Если же мы возьмем не столько идеологию, но политическую действительность, поступки политиков, народов, политические процессы, то пожалуй, для лучшего понимания будет удобен Гегель. Люди ведь могут «думать по Канту» или «по Марксу», но «жить по Гегелю». Впрочем, они сами того не знают. Не знают, что «думают по Канту», не знают, что «живут по Гегелю». Впрочем, политическую реальность можно объяснить и с помощью Ницше. Просто тогда она будет взята в другом аспекте.
Короче, мировая политика с философской точки зрения безнадежно застряла в XVIII — XIX веках, что подтверждает слова Гегеля о «конце истории», с чем согласился даже маститый американский политолог и советник Ф. Фукуяма. Разрыв между далеко ушедшими вперед философами и современными политиками заполняют консультанты, которые являются носителями передового философского опыта.
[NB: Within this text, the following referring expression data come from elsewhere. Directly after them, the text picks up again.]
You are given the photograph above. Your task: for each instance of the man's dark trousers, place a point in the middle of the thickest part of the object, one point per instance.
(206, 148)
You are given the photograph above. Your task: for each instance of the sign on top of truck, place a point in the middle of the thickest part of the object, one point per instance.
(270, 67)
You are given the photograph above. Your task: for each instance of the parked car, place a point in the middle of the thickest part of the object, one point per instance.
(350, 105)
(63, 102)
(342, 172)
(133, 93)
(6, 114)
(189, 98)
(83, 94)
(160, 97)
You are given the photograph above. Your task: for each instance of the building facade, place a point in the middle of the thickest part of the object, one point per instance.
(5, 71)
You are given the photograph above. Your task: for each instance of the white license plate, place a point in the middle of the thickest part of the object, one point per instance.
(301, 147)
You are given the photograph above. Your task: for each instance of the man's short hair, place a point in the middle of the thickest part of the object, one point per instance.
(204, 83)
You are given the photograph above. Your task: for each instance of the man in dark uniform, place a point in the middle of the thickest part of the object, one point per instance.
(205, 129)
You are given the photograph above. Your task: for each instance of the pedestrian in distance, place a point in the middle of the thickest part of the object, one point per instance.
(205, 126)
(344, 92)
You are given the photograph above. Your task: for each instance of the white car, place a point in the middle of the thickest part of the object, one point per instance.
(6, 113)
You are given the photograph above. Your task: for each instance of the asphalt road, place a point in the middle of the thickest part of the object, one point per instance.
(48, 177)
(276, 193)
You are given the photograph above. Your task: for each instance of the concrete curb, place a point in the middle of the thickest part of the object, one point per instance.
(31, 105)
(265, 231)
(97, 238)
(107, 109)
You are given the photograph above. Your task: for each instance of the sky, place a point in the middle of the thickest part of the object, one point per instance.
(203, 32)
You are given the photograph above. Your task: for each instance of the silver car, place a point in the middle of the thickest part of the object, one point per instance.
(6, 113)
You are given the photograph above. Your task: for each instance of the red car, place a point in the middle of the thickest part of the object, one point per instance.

Мак-Люэн, Деррида, Бодрийар, Фуко, Хабермас — вот плеяда современных философов, на которых опирается сегодня грамотный консультант. Впрочем, все они тоже лишь интерпретаторы Маркса и Ницше и адаптируют их к современной технической и общественной реальности.
Сам политический консультант, искусник — технолог («технэ» по-гречески и есть искусство) это образ, отчеканенный Ницше. Мастер переодеваний, универсальный человек. Этот «тип» просто современен (или постсовременен). Его можно узнать в диск-жокее, делающем сплав из Бетховена и Оззи Осборна; его можно узнать в финансовых спекуляциях Сороса; его можно узнать в «новых художниках», «физиках-лириках в одном лице» — в инженерах, творящих виртуальный мир.